Large Language Models and the Internet

Modern LLMs are trained on massive text datasets from the internet, learning billions of probabilities between word sequences.
This training enables them to generate human-like text responses to prompts.

Model Architectures and the Transformer

Early LLMs used recurrent neural networks (RNNs), but these struggled with efficiency and vanishing probability issues.
Transformers, introduced by Google, use an "attention" mechanism to relate each word to every other word in the input, greatly improving model performance.
Attention allows the model to focus on relevant words and relationships without tracking the entire history, making computations more efficient.

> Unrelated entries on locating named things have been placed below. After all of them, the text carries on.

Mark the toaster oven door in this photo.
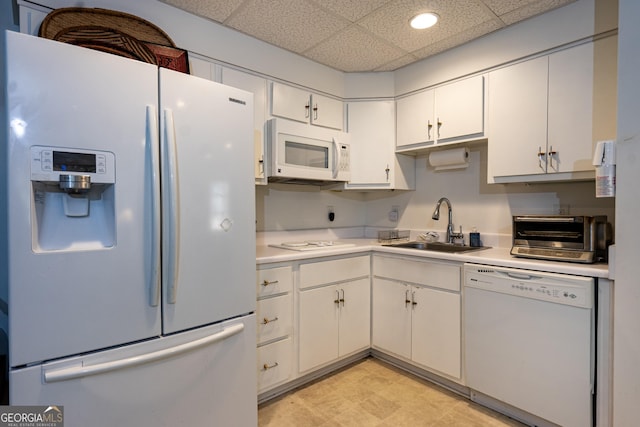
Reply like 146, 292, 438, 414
513, 216, 589, 250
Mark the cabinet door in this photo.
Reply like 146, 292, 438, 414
298, 286, 340, 372
547, 43, 594, 173
256, 294, 292, 344
411, 287, 461, 379
435, 76, 484, 142
487, 57, 548, 182
337, 278, 371, 356
271, 83, 311, 123
311, 94, 344, 130
396, 90, 436, 148
222, 68, 267, 184
372, 277, 411, 359
347, 101, 395, 189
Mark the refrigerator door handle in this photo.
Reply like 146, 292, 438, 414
145, 105, 160, 307
43, 323, 244, 383
163, 108, 180, 304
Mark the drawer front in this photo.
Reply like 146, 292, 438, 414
258, 338, 293, 393
373, 256, 461, 291
300, 255, 371, 289
256, 294, 293, 344
256, 266, 293, 298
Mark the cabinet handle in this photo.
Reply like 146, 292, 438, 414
262, 316, 278, 325
548, 145, 558, 169
262, 362, 278, 371
538, 147, 546, 172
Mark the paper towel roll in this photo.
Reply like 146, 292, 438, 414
429, 148, 469, 171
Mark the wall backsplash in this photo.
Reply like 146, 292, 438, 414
256, 144, 615, 242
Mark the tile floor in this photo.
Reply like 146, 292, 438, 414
258, 357, 523, 427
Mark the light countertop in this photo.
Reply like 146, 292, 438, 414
256, 238, 609, 278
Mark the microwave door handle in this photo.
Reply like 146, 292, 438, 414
331, 138, 341, 179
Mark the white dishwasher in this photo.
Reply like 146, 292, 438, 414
464, 264, 595, 427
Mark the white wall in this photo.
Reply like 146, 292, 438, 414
613, 0, 640, 426
366, 143, 614, 241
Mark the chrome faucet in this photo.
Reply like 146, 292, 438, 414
431, 197, 464, 245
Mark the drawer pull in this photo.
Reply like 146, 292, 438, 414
262, 316, 278, 325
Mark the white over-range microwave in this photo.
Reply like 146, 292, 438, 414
266, 119, 351, 184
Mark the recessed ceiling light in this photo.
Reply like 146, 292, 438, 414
409, 12, 438, 30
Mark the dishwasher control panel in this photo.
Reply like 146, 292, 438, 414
464, 264, 595, 308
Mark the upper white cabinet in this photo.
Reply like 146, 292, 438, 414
271, 82, 344, 130
345, 101, 415, 190
396, 75, 485, 151
487, 38, 615, 183
221, 67, 267, 184
396, 90, 435, 150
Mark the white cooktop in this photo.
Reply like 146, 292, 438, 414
269, 240, 355, 251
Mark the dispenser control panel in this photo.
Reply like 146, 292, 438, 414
31, 146, 115, 184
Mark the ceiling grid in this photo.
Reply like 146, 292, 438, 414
160, 0, 575, 72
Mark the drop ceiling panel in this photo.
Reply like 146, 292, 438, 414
358, 0, 494, 52
159, 0, 576, 72
225, 0, 349, 53
305, 25, 406, 72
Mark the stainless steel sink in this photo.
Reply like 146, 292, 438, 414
384, 241, 489, 253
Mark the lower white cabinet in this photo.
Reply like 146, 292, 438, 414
257, 337, 293, 393
299, 277, 371, 372
256, 264, 294, 394
298, 255, 371, 373
372, 256, 461, 380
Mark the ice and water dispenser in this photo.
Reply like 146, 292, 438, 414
31, 146, 116, 252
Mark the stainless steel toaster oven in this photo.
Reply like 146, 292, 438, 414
511, 215, 612, 264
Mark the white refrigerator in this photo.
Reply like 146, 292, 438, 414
0, 32, 257, 427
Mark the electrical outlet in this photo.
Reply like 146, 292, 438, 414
327, 206, 336, 222
389, 206, 398, 222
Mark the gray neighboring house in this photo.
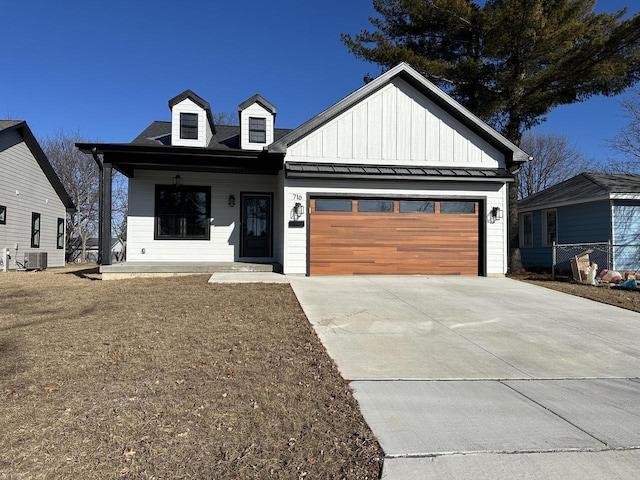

Categories and Examples of LLMs

Popular web interfaces like ChatGPT, Google Bard (now Gemini) make LLMs accessible without coding.
Many LLMs (GPT, Elmo, Bert, Claude, Llama) require coding to use; these can be integrated into business systems for custom tasks.
Platforms like Hugging Face provide access to hundreds of thousands of pre-trained models for tasks like text generation, translation, and classification.

Key Terms & Definitions

Large Language Model (LLM) — A machine learning system trained to predict the next word(s) in text, based on massive datasets.
Unigram Model — A model assigning probabilities to single words regardless of context.
Bigram/Trigram/N-gram Model — Models that assign probabilities to word sequences of length two, three, or n, based on previous words.
Transformer — A neural network architecture that uses attention mechanisms to efficiently model relationships between all words in a sequence.
Attention — A technique allowing models to weigh the importance of each word relative to every other word in the input.

Action Items / Next Steps

Review Transformer and attention mechanisms in more detail in the next lecture.
Explore platforms like Hugging Face to see practical applications and available models.